La crise du Coronavirus : drame ou tragédie ?
Selon Marcel Gauchet (2) « la paix et la prospérité, jointes au court-termisme de la performance économique, ont évacué la dimension stratégique de l’existence politique. L’accroissement des droits individuels et des moyens matériels de chacun est devenu le seul horizon concevable ». Pour Hubert Védrine, « on a la confirmation que l’U.E. (3), le marché unique et la politique de la concurrence ont été conçus pour un monde sans tragédie ». Ce modèle a été conçu par une Europe naïve, incapable de voir les signes annonciateurs des crises qui s’accumulaient. À l’avenir, il faudrait que l’Europe et les Européens deviennent plus pragmatiques.
En traitant de la crise du coronavirus, le sociologue Michel Maffesoli (4) explique que la pandémie ébranle l’idéologie progressiste des sociétés modernes et sa prétention à tout résoudre, avec sa propension à la domination de la nature et au non-respect des lois primordiales. « Le point nodal de l’idéologie progressiste, c’est l’ambition, voire la prétention de tout résoudre, de tout améliorer afin d’aboutir à une société parfaite et à un homme potentiellement immortel (comme le prétendent les transhumanistes). »

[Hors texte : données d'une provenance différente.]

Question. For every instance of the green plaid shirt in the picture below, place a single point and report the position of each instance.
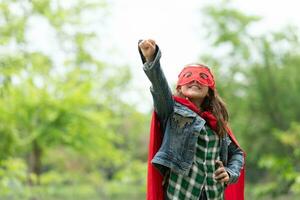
(200, 177)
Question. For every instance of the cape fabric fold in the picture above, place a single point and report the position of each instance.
(154, 178)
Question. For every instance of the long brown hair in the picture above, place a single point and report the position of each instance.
(214, 103)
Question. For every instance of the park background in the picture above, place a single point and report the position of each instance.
(75, 105)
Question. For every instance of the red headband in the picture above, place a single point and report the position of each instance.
(198, 73)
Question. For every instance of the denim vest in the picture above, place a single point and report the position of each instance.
(181, 127)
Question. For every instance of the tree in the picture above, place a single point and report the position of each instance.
(257, 75)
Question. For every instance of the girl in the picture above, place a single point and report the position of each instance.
(192, 152)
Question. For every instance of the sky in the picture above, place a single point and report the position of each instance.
(175, 25)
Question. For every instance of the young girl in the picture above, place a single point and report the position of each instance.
(193, 153)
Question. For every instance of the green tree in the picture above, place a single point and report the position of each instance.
(257, 74)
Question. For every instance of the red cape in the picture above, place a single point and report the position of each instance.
(154, 178)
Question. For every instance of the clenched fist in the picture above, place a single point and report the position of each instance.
(148, 49)
(221, 174)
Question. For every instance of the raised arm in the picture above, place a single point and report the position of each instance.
(161, 93)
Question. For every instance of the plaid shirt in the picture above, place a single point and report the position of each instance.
(200, 177)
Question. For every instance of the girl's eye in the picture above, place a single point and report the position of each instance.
(188, 74)
(204, 76)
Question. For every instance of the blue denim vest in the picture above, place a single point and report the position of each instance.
(181, 127)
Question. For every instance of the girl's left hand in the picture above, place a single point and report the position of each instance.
(221, 175)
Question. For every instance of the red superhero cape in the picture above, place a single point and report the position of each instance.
(154, 178)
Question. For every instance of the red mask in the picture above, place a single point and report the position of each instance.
(198, 73)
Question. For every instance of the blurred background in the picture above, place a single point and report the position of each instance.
(75, 105)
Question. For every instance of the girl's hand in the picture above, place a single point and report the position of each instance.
(221, 175)
(148, 49)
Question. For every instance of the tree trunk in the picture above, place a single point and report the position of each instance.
(35, 162)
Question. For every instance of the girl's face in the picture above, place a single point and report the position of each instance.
(194, 90)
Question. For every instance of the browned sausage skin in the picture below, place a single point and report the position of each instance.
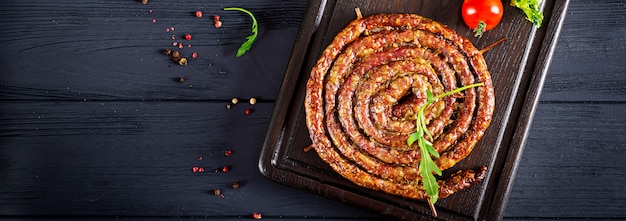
(364, 91)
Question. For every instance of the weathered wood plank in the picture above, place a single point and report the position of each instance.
(136, 159)
(573, 163)
(588, 62)
(112, 50)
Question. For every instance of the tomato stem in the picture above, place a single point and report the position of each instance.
(480, 29)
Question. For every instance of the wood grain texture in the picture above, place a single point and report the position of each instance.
(134, 159)
(93, 126)
(108, 50)
(573, 163)
(587, 64)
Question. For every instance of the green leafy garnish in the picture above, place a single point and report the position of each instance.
(531, 9)
(250, 39)
(424, 140)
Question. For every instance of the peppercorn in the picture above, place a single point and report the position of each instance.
(182, 61)
(249, 111)
(216, 19)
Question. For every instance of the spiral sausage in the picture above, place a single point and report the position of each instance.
(364, 92)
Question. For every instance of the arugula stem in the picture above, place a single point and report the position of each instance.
(250, 39)
(427, 165)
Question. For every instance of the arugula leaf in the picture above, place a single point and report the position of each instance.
(250, 39)
(428, 167)
(531, 9)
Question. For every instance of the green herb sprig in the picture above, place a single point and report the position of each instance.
(530, 9)
(250, 39)
(424, 140)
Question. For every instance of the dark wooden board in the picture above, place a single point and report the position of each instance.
(518, 69)
(565, 177)
(128, 159)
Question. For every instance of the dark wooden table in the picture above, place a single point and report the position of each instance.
(95, 124)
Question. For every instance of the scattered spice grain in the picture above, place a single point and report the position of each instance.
(182, 61)
(216, 20)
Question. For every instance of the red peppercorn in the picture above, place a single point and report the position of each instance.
(256, 215)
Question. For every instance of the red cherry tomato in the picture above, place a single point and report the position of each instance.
(482, 15)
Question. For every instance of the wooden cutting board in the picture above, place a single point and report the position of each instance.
(518, 68)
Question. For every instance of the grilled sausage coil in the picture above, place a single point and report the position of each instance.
(363, 94)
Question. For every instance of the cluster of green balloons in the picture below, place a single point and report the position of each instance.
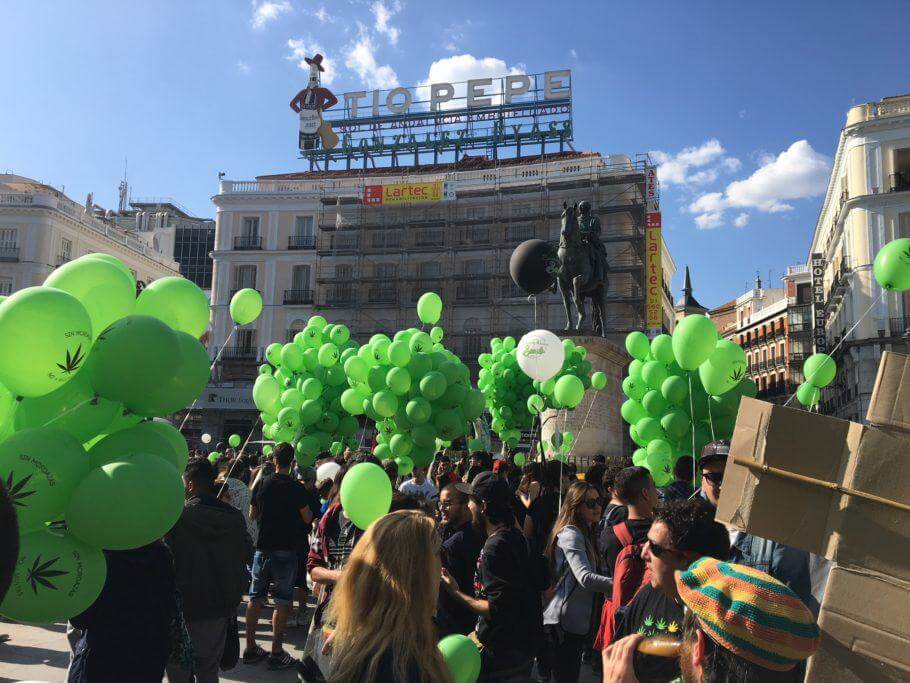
(514, 399)
(84, 364)
(299, 391)
(683, 391)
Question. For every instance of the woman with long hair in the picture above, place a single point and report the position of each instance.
(382, 608)
(572, 549)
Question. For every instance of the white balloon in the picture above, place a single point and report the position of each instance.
(540, 354)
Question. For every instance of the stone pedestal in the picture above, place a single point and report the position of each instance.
(603, 431)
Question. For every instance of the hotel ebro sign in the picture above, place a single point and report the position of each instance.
(512, 110)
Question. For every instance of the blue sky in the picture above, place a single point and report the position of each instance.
(741, 102)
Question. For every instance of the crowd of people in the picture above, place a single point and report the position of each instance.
(545, 568)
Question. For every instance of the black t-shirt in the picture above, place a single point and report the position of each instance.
(503, 578)
(460, 551)
(610, 545)
(652, 613)
(279, 500)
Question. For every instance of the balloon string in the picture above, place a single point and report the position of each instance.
(237, 459)
(843, 339)
(211, 370)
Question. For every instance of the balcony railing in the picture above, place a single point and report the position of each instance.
(900, 182)
(247, 242)
(302, 242)
(297, 296)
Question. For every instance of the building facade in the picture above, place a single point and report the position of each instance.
(41, 228)
(309, 243)
(867, 204)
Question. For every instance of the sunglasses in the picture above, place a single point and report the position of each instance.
(716, 478)
(658, 550)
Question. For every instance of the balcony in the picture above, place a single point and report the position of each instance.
(302, 242)
(247, 242)
(297, 297)
(899, 182)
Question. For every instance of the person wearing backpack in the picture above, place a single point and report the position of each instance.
(573, 551)
(507, 586)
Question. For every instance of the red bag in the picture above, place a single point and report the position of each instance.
(629, 575)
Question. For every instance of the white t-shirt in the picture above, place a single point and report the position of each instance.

Il s’agit là d’une conception du monde « dramatique », « c’est-à-dire, reposant sur la certitude que par l’obtention de nouvelles solutions, on parviendra à un monde parfait ».
Mais, comme l’écrit Jacques Julliard, la crise provoquée par la pandémie nous rappelle à notre condition humaine, avec une nouvelle prise de conscience cruciale de la vulnérabilité et de la mort, ramenant notre société à une conception « tragique » et non plus dramatique de l’existence.
Notre société a vu s’opérer à un basculement de sa représentation de la vie résolument optimiste où tout allait s’arranger. Nous commençons à comprendre que la vie est ce qu’elle est et qu’il y a peut-être des choses pour lesquelles il n’y aura pas de solution ou du moins, pas les solutions que l’on souhaiterait.
La vision tragique de l’existence propose, non pas de chercher à dominer la nature mais de s’y accorder.
« La mort pandémique est le symbole de la fin de l’optimisme propre au progressisme moderne. On peut le considérer comme une expression du pressentiment, quelque peu spirituel, que la fin d’une civilisation peut être une délivrance et, en son sens fort, l’indice d’une renaissance. » (5)
Intégrer la mort à la vie fut la révolution anthropologique par excellence qui a permis l’humanisation de notre espèce. L’art et les rituels funéraires pour se représenter l’absence ont transformé la condition humaine en faisant appel à l’imagination.
Cet apprivoisement de la mort au cœur de nos consciences nous permet de vivre les morts de tous les jours : mourir à l’ignorance, à l’illusion, à l’attachement, etc. nous rend meilleurs.
Aujourd’hui, on utilise les mots « dramatique » et « tragique » sans tenir compte de leur véritable sens.
En fait, les Grecs, ces grands inventeurs du théâtre occidental, avaient divisé les œuvres en trois genres, nous explique le professeur Jorge Livraga (6) : la tragédie, le drame et la comédie.
« La tragédie est l’œuvre théâtrale dans laquelle le Destin et les Dieux règnent sur les actions des hommes et les dirigent . Ces derniers sont soumis à une loi : Diké (que les Hindous nomment karma) selon laquelle toute action engendre des réactions équivalentes suivant une mécanique morale inexorable. Les actions des hommes suivent les voies que la Nature leur a tracées et l’usage immodéré de la liberté conduit au péché d’excès (hybris) d’un côté ou de l’autre. »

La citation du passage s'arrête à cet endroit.